Shouldn't he have been using something with a longer range thatn a VHF?I forgot he did call for help a couple times on his soggy VHF
If he carried one and was able to shorten the rescue time he would have shortened the movie and our pain! Even better would have been not untiring the lines at the dock and staying there.Well, are we supposed to believe that his handheld VHF could be disabled because it was soaked by water? Isn't everybody carrying a waterproof (at least submerged to 5' for 30 minutes) handheld in a their ditch bag by now? He was certainly in range of the ships that passed by him within a few meters. What about DSC, wouldn't that be useful? Even if it is just a Hollywood fiction, it needs to be plausible, so that it isn't laughable. I think Redford failed because he pretended that somebody alone in a boat in the middle of the ocean would be relying upon 1970's technology, when clearly, we all know that is a stupid premise.
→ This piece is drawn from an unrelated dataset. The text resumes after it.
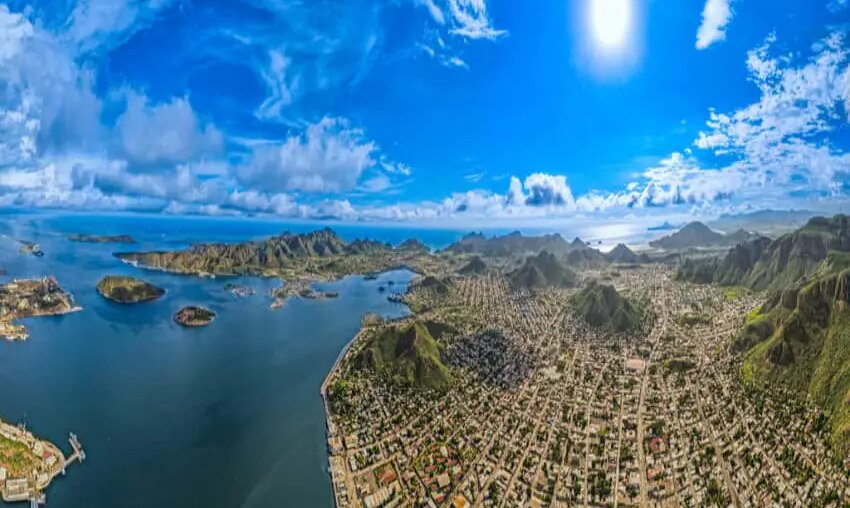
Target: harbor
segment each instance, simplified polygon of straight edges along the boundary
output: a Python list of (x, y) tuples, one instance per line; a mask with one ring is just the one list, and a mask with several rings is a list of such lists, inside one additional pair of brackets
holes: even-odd
[(0, 498), (6, 503), (29, 502), (32, 507), (45, 504), (45, 491), (53, 480), (86, 459), (76, 434), (70, 433), (68, 442), (71, 454), (66, 457), (58, 446), (37, 438), (25, 425), (0, 421)]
I'm sure there are a few sailors out there who eschew many of the technologies that are available today, for various reasons. Redford didn't take any time to show if that were the case. I laughed when he pulled the sextant out and it was obvious he didn't really know how to use it without directions. Who would have a sextant in their ditch bag if they don't know how to use it, and what good would it do for a person in a life raft anyway? I explained to Sue that it was a Hollywood prop to provide a means for Redford to find out where he is on a chart and then we would know that he was crossing the shipping lanes (to explain the ships that crossed - and then his despair after drifting out of the lanes without making any contact).I wonder about that, Scott. After all, people were plying the open oceans in 1970, even 1870, with the available technology all the attendant risks. I suspect that there are lots of boats bobbing about right now with nothing more or better than what was depicted.